Pulindu Perera

Personal information
- Full name: Koskanwatte Gedera Piyasinghalage Pulindu Vinujaya Perera
- Born: 3 January 2006 (age 19)
- Batting: Left-handed
- Bowling: Right arm offbreak

Domestic team information
- 2023-present: Burgher Recreation Club

Career statistics
| Competition | FC | LA | T20 |
| Matches | 2 | 10 | 2 |
| Runs scored | 98 | 317 | 38 |
| Batting average | 24.50 | 35.22 | 19.00 |
| 100s/50s | 0/1 | 1/1 | 0/0 |
| Top score | 65 | 111 | 20 |
| Catches/stumpings | 0/– | 6/– | 0/– |
- Source: Cricinfo, 18 April 2025

= Pulindu Perera =

Sri Lankan cricketer

Pulindu Perera (born 3 January 2006) is a Sri Lankan cricketer. He plays age-group cricket representing Sri Lanka national under-19 cricket team.

== Biography ==
He began pursuing cricketing ambitions in 2014 at the age of eight at the Cricket Academy of Dharmaraja College and was initially coached by Ananda Wijesekera.
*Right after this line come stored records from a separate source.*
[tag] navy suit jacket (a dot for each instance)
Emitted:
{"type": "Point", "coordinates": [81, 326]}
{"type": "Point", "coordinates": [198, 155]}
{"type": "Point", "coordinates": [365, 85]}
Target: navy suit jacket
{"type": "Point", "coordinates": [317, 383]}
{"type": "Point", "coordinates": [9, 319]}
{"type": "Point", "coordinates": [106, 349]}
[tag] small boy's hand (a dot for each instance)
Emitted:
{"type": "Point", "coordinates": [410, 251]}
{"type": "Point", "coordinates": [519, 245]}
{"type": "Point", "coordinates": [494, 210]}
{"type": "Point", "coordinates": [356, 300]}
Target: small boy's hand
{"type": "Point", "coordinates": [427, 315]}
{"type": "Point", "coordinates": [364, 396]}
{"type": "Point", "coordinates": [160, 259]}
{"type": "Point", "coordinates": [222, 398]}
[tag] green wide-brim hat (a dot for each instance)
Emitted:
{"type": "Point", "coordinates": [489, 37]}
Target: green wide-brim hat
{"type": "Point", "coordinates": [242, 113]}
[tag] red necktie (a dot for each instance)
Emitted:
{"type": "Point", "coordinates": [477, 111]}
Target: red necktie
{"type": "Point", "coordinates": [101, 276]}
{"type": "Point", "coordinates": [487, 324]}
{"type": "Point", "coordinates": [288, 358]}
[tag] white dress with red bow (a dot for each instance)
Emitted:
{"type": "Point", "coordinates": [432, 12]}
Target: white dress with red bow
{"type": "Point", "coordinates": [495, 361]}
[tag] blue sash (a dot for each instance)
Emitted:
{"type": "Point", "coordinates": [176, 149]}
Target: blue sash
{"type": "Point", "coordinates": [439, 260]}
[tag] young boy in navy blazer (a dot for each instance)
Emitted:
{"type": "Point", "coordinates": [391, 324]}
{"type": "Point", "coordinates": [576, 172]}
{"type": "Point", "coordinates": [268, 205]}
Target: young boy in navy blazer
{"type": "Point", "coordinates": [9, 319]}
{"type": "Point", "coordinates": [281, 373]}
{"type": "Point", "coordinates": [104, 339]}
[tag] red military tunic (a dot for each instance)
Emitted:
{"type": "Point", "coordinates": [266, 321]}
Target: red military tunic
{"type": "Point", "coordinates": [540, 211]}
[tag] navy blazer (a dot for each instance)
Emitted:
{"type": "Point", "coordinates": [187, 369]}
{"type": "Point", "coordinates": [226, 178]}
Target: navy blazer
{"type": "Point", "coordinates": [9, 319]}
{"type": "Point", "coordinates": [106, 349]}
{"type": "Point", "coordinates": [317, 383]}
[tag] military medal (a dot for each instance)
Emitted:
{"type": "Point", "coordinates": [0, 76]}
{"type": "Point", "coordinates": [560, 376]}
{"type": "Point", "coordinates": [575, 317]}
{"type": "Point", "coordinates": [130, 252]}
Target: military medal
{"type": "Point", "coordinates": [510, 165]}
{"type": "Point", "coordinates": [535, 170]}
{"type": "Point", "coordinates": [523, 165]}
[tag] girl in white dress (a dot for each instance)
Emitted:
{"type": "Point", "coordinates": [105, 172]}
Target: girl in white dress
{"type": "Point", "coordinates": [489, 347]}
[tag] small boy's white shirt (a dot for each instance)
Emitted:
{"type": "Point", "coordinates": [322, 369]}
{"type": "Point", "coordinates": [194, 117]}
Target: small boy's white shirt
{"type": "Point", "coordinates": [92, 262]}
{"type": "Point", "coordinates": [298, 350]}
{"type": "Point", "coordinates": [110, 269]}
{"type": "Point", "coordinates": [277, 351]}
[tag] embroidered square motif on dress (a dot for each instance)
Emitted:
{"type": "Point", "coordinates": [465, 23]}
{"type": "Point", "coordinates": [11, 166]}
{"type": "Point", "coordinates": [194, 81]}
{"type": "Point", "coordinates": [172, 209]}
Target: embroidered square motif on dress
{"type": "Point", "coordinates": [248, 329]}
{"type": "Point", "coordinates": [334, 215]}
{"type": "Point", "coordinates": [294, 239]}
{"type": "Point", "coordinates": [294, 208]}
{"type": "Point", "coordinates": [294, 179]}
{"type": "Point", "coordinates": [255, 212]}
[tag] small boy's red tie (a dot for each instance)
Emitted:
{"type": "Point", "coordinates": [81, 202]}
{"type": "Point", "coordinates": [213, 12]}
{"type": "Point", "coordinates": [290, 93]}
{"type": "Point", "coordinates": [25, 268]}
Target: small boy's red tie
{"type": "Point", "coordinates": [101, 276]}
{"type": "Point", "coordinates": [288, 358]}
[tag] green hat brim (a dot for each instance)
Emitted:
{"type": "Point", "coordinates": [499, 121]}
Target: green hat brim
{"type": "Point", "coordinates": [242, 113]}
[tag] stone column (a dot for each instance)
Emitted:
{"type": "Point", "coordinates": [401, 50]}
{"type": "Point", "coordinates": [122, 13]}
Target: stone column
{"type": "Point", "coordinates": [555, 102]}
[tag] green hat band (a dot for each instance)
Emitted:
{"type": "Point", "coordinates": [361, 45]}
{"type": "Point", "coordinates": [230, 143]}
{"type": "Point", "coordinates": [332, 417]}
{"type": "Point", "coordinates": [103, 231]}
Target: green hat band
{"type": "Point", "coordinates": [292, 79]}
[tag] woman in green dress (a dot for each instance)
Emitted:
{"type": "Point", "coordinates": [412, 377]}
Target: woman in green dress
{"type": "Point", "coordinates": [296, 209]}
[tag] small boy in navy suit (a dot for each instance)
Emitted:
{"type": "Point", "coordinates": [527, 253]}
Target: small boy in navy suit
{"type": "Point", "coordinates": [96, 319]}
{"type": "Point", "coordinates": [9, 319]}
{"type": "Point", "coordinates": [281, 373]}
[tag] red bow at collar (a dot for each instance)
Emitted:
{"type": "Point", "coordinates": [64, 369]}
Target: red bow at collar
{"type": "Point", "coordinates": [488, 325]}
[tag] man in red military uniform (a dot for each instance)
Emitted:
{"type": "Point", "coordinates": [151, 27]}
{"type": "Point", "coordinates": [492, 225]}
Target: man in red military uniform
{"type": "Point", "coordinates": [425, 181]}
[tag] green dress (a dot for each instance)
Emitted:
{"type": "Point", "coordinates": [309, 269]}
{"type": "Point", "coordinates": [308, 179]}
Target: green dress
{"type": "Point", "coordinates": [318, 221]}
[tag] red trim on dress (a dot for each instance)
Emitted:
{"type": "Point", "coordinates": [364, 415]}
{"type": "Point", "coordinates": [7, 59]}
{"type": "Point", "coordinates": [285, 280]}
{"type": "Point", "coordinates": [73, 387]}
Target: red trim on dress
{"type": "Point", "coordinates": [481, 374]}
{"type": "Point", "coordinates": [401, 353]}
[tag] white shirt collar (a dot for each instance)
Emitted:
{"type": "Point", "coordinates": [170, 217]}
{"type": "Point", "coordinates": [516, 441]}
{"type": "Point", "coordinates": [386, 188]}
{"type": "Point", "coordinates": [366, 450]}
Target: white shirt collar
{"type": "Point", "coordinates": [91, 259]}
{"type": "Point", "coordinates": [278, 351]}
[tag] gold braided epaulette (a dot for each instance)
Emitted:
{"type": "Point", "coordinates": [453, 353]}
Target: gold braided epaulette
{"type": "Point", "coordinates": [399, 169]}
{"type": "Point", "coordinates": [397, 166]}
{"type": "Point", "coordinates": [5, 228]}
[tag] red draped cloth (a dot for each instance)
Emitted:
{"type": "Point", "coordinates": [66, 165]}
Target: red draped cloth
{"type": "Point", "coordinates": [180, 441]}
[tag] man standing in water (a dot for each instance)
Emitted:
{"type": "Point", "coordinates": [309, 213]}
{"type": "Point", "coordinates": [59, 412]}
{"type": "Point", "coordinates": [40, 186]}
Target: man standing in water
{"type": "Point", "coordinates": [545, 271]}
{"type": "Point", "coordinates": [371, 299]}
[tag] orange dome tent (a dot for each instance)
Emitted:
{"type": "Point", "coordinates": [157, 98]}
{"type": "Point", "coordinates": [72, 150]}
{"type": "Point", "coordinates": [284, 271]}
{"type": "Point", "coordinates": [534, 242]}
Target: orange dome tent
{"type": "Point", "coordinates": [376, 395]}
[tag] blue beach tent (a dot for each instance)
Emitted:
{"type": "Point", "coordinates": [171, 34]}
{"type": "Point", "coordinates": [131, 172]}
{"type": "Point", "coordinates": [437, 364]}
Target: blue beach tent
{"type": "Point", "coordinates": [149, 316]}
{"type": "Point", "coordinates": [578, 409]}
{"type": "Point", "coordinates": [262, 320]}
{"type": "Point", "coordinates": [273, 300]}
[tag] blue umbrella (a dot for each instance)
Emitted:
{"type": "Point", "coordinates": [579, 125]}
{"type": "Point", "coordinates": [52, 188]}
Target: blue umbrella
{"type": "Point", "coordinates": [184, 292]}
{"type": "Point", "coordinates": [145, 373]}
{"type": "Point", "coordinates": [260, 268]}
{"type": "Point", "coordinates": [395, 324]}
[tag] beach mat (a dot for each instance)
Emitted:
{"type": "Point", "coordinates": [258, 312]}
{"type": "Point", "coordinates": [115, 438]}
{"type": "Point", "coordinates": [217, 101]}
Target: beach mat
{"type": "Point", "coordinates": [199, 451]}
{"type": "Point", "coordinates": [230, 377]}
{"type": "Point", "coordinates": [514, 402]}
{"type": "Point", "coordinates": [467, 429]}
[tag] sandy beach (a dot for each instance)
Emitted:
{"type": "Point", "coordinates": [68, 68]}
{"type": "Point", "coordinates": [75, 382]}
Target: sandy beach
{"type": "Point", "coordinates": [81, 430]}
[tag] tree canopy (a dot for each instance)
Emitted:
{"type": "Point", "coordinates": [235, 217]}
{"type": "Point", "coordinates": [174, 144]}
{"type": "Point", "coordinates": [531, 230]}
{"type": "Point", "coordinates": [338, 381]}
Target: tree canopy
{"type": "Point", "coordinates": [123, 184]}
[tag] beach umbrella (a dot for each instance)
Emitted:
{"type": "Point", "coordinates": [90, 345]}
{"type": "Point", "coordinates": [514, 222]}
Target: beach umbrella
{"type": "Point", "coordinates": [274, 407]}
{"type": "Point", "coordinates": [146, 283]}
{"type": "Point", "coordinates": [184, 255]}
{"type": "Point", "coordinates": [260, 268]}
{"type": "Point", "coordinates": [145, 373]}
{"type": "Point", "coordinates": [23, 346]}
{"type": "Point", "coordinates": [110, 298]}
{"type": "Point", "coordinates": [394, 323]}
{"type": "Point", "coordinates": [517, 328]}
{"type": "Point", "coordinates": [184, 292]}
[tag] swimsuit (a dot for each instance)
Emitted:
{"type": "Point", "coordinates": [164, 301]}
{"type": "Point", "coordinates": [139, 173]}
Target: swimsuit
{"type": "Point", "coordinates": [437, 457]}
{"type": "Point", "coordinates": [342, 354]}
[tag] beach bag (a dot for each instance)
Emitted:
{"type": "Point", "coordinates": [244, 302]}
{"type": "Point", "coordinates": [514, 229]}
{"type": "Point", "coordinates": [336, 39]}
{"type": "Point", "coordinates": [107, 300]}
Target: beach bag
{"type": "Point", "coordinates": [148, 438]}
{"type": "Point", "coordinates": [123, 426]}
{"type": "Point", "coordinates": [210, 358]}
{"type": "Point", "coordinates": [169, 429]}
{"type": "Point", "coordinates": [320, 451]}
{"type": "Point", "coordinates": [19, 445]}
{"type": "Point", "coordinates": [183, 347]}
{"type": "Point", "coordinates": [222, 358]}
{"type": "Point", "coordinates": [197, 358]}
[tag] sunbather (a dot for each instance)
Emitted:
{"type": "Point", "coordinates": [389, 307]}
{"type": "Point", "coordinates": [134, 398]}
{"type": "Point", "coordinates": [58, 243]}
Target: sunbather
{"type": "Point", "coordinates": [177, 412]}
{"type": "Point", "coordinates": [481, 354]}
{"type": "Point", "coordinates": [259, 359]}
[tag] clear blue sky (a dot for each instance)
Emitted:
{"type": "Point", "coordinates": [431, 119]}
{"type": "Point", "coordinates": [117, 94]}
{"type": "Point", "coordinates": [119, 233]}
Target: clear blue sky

He studies at Dharmaraja College.

== Career ==
In March 2023, he completed 1000 runs in the schools season when he achieved the milestone against D. S. Senanayake College in an under-19 schools cricket match.

In September 2023, he scored a century against the West Indies under-19 cricket team during the third and final U-19 ODI of the series and was dismissed on 155. In October 2023, he scored a century against Pakistan under-19 cricket team during the first U-19 ODI match of the five match series and was dismissed on 156.

He was named in Sri Lankan squad for the 2023 ACC Under-19 Asia Cup which was held in the United Arab Emirates.

He made his List A debut playing for Burgher Recreation Club against Sinhalese Sports Club on 19 December 2023 at the 2023 Major Clubs Limited Over Tournament.